Do you remember text-only computer games from before the dawn of Civilization? Did you ever have a character die as his house was bulldozed because you forgot to open his eyes? Did you ever decide that when a door demanded that you demonstrate your intelligence, it meant that you should hack the program and rewrite it? Did anyone ever suggest you play Leisure-Suit Larry because the game you were playing didn’t accept ‘F*** THIS’ as an option and Larry would? If you do, this show may be exactly what you need. And even if you haven’t, put away your Xbox because John Robertson’s The Dark Room is more fun than any computer game or escape room ever devised.

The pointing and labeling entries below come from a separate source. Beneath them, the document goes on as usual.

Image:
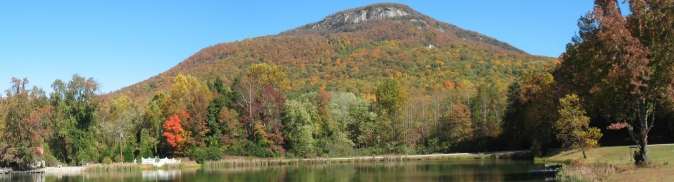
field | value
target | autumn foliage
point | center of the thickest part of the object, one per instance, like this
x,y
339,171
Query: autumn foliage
x,y
173,130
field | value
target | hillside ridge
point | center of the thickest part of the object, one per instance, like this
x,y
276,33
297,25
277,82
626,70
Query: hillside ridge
x,y
352,49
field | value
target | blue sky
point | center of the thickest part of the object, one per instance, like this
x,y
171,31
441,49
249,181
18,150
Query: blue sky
x,y
120,43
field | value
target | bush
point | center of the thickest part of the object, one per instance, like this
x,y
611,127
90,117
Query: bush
x,y
105,153
106,160
201,155
128,154
214,153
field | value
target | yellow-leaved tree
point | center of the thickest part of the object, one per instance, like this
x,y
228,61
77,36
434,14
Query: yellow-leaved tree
x,y
573,126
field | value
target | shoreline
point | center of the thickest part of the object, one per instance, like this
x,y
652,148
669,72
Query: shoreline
x,y
237,161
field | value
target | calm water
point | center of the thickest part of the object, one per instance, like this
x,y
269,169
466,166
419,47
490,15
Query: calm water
x,y
451,170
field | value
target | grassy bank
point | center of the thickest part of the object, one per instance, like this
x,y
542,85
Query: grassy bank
x,y
129,167
613,164
234,162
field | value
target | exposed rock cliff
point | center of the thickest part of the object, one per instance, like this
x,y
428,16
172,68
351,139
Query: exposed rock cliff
x,y
362,15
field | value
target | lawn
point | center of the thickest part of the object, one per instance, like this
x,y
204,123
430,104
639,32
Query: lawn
x,y
660,156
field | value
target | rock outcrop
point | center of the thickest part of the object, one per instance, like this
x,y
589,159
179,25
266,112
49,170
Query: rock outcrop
x,y
361,15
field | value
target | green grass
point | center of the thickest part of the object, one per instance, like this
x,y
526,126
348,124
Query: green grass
x,y
616,160
616,155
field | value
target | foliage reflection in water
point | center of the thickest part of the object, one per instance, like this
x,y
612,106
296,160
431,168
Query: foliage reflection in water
x,y
445,170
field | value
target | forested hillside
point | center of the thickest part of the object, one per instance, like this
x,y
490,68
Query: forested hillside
x,y
378,79
352,57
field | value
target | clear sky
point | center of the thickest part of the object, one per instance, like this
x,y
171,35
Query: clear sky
x,y
120,43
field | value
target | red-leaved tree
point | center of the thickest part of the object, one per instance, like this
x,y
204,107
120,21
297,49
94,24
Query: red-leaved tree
x,y
173,130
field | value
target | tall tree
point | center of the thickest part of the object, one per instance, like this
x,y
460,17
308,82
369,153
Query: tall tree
x,y
26,116
260,101
625,65
73,117
299,128
573,126
390,99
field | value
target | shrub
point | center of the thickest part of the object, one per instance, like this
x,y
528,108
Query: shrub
x,y
213,153
106,160
201,155
128,154
198,154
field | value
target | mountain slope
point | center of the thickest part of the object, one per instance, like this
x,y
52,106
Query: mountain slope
x,y
354,49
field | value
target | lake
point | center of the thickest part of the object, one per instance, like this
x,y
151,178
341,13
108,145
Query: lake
x,y
441,170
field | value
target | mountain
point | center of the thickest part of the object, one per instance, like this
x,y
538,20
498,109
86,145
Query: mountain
x,y
353,50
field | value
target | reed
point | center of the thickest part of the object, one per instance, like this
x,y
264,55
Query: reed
x,y
116,167
586,172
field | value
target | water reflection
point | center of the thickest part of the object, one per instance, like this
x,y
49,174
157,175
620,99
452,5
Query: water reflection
x,y
452,170
162,175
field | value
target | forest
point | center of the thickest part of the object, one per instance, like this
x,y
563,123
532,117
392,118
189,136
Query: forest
x,y
381,87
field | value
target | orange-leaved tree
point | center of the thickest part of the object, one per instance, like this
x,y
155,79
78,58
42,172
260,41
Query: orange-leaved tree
x,y
173,130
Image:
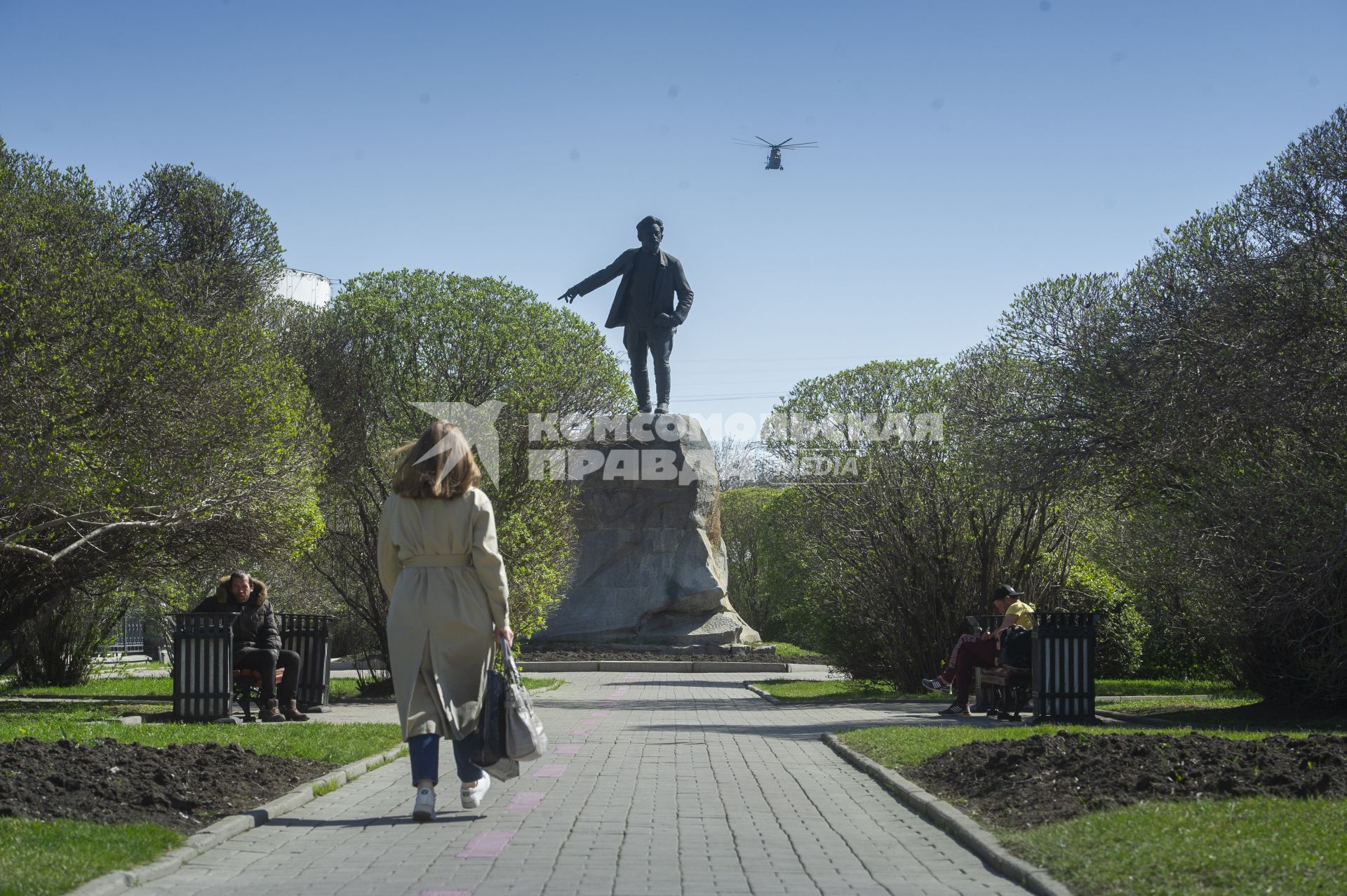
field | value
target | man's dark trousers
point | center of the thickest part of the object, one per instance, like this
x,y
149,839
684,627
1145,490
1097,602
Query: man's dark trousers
x,y
266,663
659,342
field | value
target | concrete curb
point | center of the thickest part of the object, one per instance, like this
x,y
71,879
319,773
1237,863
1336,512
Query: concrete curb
x,y
777,701
950,820
1145,721
770,698
208,838
663,666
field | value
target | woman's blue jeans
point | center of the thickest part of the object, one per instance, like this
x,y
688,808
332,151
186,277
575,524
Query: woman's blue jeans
x,y
424,755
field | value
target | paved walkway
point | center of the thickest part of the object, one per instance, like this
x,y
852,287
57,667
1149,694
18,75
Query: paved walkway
x,y
657,783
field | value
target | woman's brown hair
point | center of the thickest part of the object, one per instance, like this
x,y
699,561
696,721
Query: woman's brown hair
x,y
438,464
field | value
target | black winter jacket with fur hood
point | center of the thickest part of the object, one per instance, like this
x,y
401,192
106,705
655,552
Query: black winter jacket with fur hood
x,y
255,628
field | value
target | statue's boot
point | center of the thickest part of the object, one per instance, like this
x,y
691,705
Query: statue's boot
x,y
641,383
662,389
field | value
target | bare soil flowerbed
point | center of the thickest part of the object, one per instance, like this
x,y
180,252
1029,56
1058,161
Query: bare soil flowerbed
x,y
182,786
1050,777
582,654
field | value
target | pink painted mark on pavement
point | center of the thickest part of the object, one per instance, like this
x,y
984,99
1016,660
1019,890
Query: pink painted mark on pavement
x,y
550,771
527,799
487,845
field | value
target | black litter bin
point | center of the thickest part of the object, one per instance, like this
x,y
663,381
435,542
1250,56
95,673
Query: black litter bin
x,y
202,667
310,636
1063,664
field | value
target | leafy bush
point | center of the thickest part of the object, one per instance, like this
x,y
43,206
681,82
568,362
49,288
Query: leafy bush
x,y
1122,631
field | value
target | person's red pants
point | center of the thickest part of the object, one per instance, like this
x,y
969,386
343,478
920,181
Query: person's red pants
x,y
972,655
947,676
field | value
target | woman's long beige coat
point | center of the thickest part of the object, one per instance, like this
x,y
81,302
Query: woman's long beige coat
x,y
442,570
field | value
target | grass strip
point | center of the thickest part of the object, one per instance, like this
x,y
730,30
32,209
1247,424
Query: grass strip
x,y
1233,848
1234,713
322,742
49,857
140,686
1162,686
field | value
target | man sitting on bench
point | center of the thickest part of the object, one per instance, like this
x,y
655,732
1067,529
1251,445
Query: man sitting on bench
x,y
257,643
972,651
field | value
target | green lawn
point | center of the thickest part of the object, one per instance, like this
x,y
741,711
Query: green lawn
x,y
322,742
1228,848
45,859
130,686
906,745
859,690
806,692
1235,713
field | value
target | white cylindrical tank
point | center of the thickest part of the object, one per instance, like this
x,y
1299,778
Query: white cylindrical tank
x,y
304,286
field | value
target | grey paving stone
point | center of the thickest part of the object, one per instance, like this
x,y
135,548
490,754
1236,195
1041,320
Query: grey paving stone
x,y
689,786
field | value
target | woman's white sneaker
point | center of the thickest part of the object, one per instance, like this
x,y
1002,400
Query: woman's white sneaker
x,y
473,795
423,809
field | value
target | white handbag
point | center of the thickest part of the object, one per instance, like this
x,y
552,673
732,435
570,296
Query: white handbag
x,y
524,735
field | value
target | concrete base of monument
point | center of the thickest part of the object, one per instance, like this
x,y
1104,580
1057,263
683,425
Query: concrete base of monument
x,y
718,628
652,562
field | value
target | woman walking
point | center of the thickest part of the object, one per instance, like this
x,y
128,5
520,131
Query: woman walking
x,y
449,600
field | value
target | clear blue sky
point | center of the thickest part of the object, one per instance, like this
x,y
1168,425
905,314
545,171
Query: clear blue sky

Robertson, looking like the MC of Thunderdome, guides volunteers from the audience through a game that begins with a player waking in a dark room. The graphics are primitive and the options limited: very few of them are good, and not all of them are grammatical. Almost inevitably, the only reward for your efforts will be hearing the rest of the audience chant ‘YA DIE! YA DIE! YA DIE! YA DIE! YA DIE!’ as you fail… and then several other people will volunteer, and Robertson will pick the one he suspects will be the most entertaining victim. (If you’ve ever wondered why people would so willingly be made a fool of in public for the chance of a prize worth little to nothing, I suspect you’ve never watched any reality TV.) The secret is Robertson’s infectious manic energy: it’s barely possible not to get caught up in it, and everyone seems to leave the show laughing no matter how, or how often, they’ve been killed. Robertson also does a child-friendly version of the show, which I presume involves less swearing and possibly a smaller chance of being eaten by bears.
I’ve seen The Dark Room before in Perth, at Edinburgh Fringe, and again tonight, and as Beetlejuice says of The Exorcist, it just gets funnier every single time. See it while you can.